All the data were presented as means ± standard deviations (SD). All data analyses were performed with the GraphPad Prism 7.0 software (GraphPad, San Diego, CA, USA). Statistical analyses were performed with Student's t-test and one-way analysis of variance (ANOVA). In the experiments based on ELISAs or western blotting, a p-value of < 0.05 was considered to indicate a statistically significant difference between the control and other groups.

Results

Angustoline Inhibited the Viability, Migration, and Invasion of KYSE450 Cells

Through CCK8 detection, we found that angustoline inhibited viabilities of HT29 cells, KYSE450 cells, HepG2 cells, MDA231 cells, and A549 cells in different degrees, and the inhibition on KYSE450 cells was the highest one (Figure 1A). Further to compare the effect of angustoline on normal esophageal epithelial cells and esophageal tumor cells, we performed the viability detections in normal esophageal epithelial cell lines (HET1A), as well as in several esophageal tumor cell lines, including ECA109, KYSE450, KYSE150, and TE13. Results demonstrated that angustoline significantly inhibited the viabilities of the esophageal tumor cells, when compared with the normal esophageal epithelial cells (p < 0.05), and there seemed no obvious difference of cell viabilities among these esophageal tumor cells, indicating that esophageal tumor cells were sensitive to angustoline, when compared with esophageal epithelial cells (Figure 1B). Thus, esophageal tumor was selected as the sensitive one, KYSE450 cell was selected as the proper cell line and 1 mg/L was finally confirmed as the proper dose in the following experiments. In transwell and scratch analysis assays, angustoline with the dose of 1 mg/L was proved to inhibit migration and invasion of KYSE450 cells significantly (compared with the control, p < 0.05, Figures 1C–F). The above phenotypic experiment results indicated that angustoline could inhibit the growth and development of esophageal cancer.

Figure 1.

Figure 1

The effect of angustoline on the viability, migration and invasion of KYSE450 cells. (A) The viabilities of HT29 cells, KYSE450 cells, HepG2 cells, MDA231 cells, and A549 cells. (B) The viabilities of esophageal epithelial cells (HET1A), as well as several esophageal tumor cells, including, ECA109, KYSE450, KYSE150, and TE13. (C) The migration rate of KYSE450 cells in transwell assay. (D) The recovery rate of KYSE450 cells in scratch analysis assay. (E) Statistical analysis of the migrated cells. (F) Statistical analysis of the recovery rate. The data were represented as mean ± SD, n = 3. *p < 0.05, compared with the control. The photograghs were captured under 100 × magnification.

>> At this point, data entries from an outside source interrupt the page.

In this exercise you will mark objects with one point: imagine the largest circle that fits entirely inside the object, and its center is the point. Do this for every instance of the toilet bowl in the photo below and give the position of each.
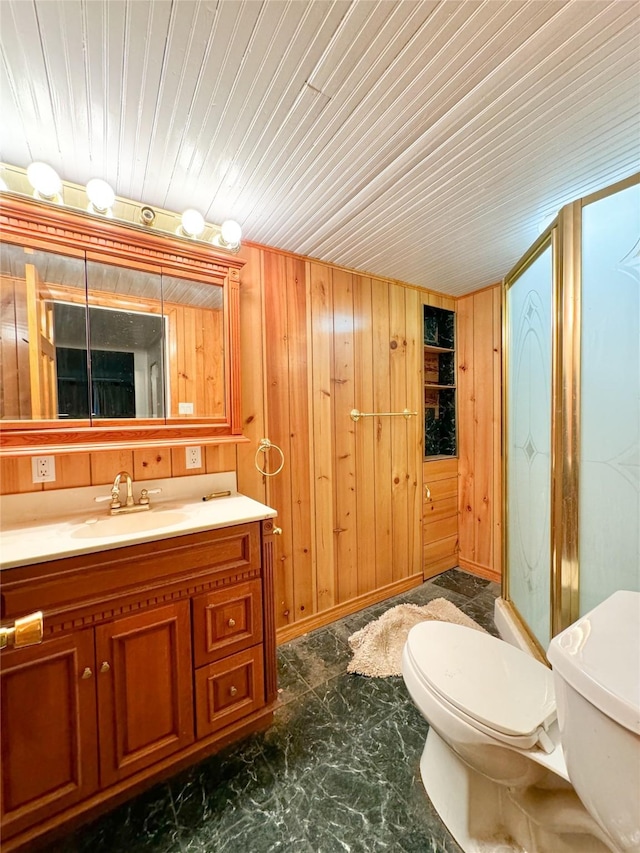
(596, 671)
(493, 764)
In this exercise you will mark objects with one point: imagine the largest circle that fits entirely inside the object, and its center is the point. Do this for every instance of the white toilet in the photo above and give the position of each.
(493, 764)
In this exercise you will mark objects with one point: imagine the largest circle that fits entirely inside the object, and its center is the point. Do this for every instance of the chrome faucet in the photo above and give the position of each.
(129, 505)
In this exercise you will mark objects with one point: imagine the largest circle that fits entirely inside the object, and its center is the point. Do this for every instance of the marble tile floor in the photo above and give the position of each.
(338, 770)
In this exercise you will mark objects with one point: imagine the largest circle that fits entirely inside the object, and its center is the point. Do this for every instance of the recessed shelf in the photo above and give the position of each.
(439, 383)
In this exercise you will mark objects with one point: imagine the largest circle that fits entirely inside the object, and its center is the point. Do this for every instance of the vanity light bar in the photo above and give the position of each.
(104, 202)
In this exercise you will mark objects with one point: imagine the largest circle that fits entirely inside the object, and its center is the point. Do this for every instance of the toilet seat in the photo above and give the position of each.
(495, 687)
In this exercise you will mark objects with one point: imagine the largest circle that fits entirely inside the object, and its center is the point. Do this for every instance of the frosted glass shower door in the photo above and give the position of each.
(529, 301)
(609, 505)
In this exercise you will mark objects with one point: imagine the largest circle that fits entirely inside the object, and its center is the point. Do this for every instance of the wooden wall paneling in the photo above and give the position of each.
(73, 470)
(415, 432)
(466, 427)
(346, 547)
(151, 463)
(12, 404)
(399, 437)
(382, 426)
(173, 371)
(322, 389)
(278, 420)
(365, 491)
(483, 361)
(107, 463)
(252, 345)
(497, 429)
(298, 469)
(16, 476)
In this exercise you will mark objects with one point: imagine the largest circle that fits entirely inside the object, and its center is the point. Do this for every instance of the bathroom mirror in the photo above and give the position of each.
(95, 340)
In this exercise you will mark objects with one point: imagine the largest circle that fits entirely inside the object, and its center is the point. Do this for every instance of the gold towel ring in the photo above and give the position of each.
(265, 445)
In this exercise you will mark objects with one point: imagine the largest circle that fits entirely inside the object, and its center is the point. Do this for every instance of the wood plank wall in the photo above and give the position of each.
(479, 426)
(349, 495)
(316, 342)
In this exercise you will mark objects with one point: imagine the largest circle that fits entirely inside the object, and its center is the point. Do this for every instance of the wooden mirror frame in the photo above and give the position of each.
(49, 227)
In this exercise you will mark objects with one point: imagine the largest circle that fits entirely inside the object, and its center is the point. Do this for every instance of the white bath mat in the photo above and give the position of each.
(377, 648)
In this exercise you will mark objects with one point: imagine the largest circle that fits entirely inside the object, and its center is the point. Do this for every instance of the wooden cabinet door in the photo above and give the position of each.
(48, 716)
(145, 693)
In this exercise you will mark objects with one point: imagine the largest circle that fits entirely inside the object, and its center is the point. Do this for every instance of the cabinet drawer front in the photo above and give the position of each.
(228, 690)
(440, 529)
(435, 490)
(49, 744)
(226, 621)
(437, 510)
(440, 469)
(441, 549)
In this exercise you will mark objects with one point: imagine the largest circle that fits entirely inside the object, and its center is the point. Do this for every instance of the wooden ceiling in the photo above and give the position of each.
(423, 141)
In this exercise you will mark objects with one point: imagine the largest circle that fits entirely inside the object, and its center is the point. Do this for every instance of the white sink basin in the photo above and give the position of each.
(135, 522)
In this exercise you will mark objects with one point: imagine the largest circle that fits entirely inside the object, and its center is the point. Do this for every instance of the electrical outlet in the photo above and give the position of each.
(43, 469)
(193, 457)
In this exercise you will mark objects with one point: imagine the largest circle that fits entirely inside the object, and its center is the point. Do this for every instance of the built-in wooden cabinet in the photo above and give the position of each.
(440, 516)
(153, 656)
(440, 437)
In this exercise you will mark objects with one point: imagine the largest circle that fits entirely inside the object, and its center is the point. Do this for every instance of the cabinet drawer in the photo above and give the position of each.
(228, 690)
(435, 490)
(226, 621)
(437, 510)
(440, 529)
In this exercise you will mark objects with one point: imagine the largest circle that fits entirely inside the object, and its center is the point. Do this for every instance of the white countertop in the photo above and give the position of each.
(32, 532)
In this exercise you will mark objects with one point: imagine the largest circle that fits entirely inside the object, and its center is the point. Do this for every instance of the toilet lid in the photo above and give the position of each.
(491, 681)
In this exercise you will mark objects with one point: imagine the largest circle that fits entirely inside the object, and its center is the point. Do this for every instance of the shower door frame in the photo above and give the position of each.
(564, 235)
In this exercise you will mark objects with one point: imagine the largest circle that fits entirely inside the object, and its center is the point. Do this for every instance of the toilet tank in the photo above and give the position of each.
(596, 671)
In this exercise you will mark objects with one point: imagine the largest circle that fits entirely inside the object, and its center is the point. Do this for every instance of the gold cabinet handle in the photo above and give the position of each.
(26, 631)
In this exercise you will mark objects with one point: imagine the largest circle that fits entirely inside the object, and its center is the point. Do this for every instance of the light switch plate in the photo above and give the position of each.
(193, 457)
(43, 469)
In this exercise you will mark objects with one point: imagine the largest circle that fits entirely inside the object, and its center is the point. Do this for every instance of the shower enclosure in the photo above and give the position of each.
(571, 417)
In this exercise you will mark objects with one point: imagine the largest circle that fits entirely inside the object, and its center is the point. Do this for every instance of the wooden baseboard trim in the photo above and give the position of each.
(325, 617)
(479, 570)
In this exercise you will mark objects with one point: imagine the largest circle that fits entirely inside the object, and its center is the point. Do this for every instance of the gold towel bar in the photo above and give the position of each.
(405, 413)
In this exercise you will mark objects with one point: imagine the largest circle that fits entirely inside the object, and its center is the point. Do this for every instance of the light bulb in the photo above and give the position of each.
(45, 181)
(230, 234)
(100, 195)
(192, 223)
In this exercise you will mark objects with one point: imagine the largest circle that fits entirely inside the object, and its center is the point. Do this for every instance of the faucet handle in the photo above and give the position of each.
(144, 495)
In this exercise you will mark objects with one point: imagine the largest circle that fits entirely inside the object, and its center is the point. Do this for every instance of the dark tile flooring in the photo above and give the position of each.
(338, 770)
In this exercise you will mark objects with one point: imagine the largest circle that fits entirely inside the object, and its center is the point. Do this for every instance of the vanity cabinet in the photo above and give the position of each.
(154, 655)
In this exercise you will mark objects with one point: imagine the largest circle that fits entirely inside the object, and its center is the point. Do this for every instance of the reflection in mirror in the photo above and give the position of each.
(147, 346)
(196, 351)
(29, 282)
(126, 342)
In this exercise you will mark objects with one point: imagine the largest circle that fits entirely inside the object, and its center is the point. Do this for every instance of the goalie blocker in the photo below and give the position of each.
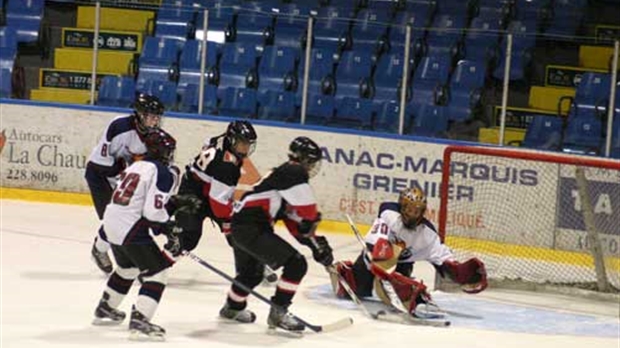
(399, 236)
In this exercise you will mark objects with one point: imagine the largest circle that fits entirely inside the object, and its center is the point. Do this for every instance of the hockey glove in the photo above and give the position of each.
(172, 232)
(321, 251)
(188, 204)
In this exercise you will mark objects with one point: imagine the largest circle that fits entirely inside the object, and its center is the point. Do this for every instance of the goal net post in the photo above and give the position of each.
(538, 221)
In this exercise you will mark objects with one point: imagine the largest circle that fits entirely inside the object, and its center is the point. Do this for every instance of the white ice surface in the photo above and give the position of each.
(50, 288)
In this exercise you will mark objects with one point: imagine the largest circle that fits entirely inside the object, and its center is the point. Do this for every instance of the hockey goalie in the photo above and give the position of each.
(400, 236)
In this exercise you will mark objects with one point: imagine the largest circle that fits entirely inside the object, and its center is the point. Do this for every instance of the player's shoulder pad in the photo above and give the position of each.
(429, 224)
(290, 174)
(165, 178)
(224, 170)
(388, 206)
(119, 125)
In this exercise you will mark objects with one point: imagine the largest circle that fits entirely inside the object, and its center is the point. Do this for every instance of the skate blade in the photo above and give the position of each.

Two Special Lipid Metabolites Were Screened Out by Lipidomics Detections

The tissues of 30 esophageal cancer patients and their paracancerous tissues (considered to be as normal one), as well as the blood plasma of 30 healthy volunteers and 30 esophageal cancer patients were analyzed with a lipidomic approach using high-resolution quantitative time-of-flight (QTOF) mass spectrometry (MS). The data for all the samples were processed with an orthogonal partial least squares discriminant analysis (OPLS-DA) model. The scores plot indicated the clear separation of the lipidomic profiles of the esophageal cancer and normal subjects (Figures 2A,B), with good fits and predictive performances (R2Y = 0.52, Q2Y = 0.57 in tissues; R2Y = 0.71, Q2Y = 0.81 in blood plasma). We combined a variable importance in the projection (VIP) value of > 1 (Figures 2C,D, s-plot, red circles) and p < 0.05 to identify 78 different lipids in the tissues and 52 in the blood plasma (Figure 2E). The cross between tissue samples and blood plasma samples demonstrated that lysophosphatidylcholine (LPC; 16:0) and phosphatidylcholine (PC; 16:0/18:1) were the overlapped metabolites (Figure 2E). As quantifications of the two lipids by liquid chromatography (LC)-tandem MS (MS/MS) demonstrated, the average level of PC (16:0/18:1) in esophageal cancer patients was significantly higher than the one in healthy volunteers, while the level of LPC (16:0) in cancer patients was significantly lower than the healthy one (compared with the healthy control, p < 0.05, Figures 2F,G).

Figure 2.

Figure 2

The scores plot and s-plot in clinical tissue samples and blood plasma samples, and the contents of special lipid metabolites in blood plasma samples. (A) The scores in tumor tissue and normal tissue from esophageal cancer patients; (B) The scores in blood plasma of esophageal patients and healthy volunteers; (C) The s-plot in tumor tissue and normal tissue; (D) The s-plot in blood plasma of esophageal patients and healthy volunteers; (E) The overlapped metabolites between tissue samples and blood plasma samples; (F) PC (16:0/18:1) content in blood plasma samples; (G) LPC (16:0) content in blood plasma samples. The data were represented as mean ± SD. In (A–G), the total number (n) in tissue group or blood plasma group is 60, 30 normal samples, and 30 esophageal cancer patients samples, respectively. The data were represented as mean ± SD, *p < 0.05, compared with the control. n = 3.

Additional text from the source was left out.